Jonathan (above right) is a certified ’60s radical with plenty of experience with political protest, including tales of being caught in police riots at the Democratic Convention in Chicago in 1968. His comrade-in-arms from those days, Mike (above left), now a lawyer whose office overlooks Zucotti Park, also joined us for the rally. Their war stories are older than mine. Events like this one reminded me a bit of my days with ACT UP. This event did make me long wistfully for the elegance, focus, and theatricality that ACT UP brought to its public actions. In Foley Square, there was pretty much mild chaos. There was a loud, crappy sound system — I couldn’t see where the microphones were stationed, but they mostly broadcast exceedingly mediocre rapping.


It was a cold night but the square filled up with tens of thousands of people — a New York mixture, men and women, all colors, all ages, union members pushing comrades in wheelchairs, elderly women on the march, plus the inevitable ragtag marginal old-school lefty soapboxes (Workers World Party, calling for the Communist Revolution, etc.).

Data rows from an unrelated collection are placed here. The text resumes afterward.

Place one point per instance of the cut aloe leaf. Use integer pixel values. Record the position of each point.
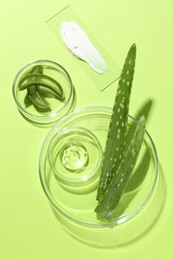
(111, 198)
(115, 144)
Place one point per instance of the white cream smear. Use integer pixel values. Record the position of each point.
(80, 45)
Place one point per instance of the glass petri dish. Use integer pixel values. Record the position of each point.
(140, 201)
(39, 102)
(75, 156)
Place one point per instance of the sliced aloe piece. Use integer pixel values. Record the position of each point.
(106, 207)
(115, 144)
(33, 91)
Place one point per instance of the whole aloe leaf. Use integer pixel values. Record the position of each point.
(115, 189)
(115, 144)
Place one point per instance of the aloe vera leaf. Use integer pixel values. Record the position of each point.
(115, 190)
(33, 91)
(115, 143)
(36, 99)
(43, 80)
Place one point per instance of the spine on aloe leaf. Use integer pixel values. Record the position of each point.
(113, 193)
(115, 144)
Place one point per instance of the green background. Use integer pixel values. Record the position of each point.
(28, 227)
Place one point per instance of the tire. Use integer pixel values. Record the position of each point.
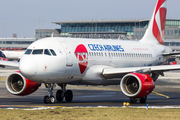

The sentiments were all over the place. Observing myself agree/disagree/agree/disagree with signs pointed up the essential value of Occupy Wall Street, which is not to let Them decide what the issues are and what should be done but to look inside. What do I think is important? What are the burning issues I am willing to devote time, energy, and resources to?


The police presence was insanely out of proportion for what is categorically a peaceful protest situation. The police mounted a miliary campaign of control and containment, looking for all the world like they were expecting to face an army of masked bandits wielding automatic weapons and Molotov cocktails. They had set up Foley Square so there were bizarre pockets of metal barricades with dead space inside. Despite their heavy numbers and the threatening presence of police on horseback, I didn’t witness any disturbances, even when the demonstrators decided to push a bunch of barricades aside and occupy the entire square.


As with the Times Square demo I attended, this one got a boost when a few thousand students showed up who’d marched down Broadway from Union Square. Eventually, a march across the Brooklyn Bridge occurred — I didn’t stick around for that, but I understand that mostly it was a peaceful procession in collaboration with a squadron of NYPD Community Affairs officers in light blue windbreakers. There were some arrests for blocking the roadways, an action that usually strikes me as a relatively lame form of civil disobedience, but I appreciated the sentiment expressed by the woman in the sign above: “Sorry for the inconvenience, we are trying to change the world.”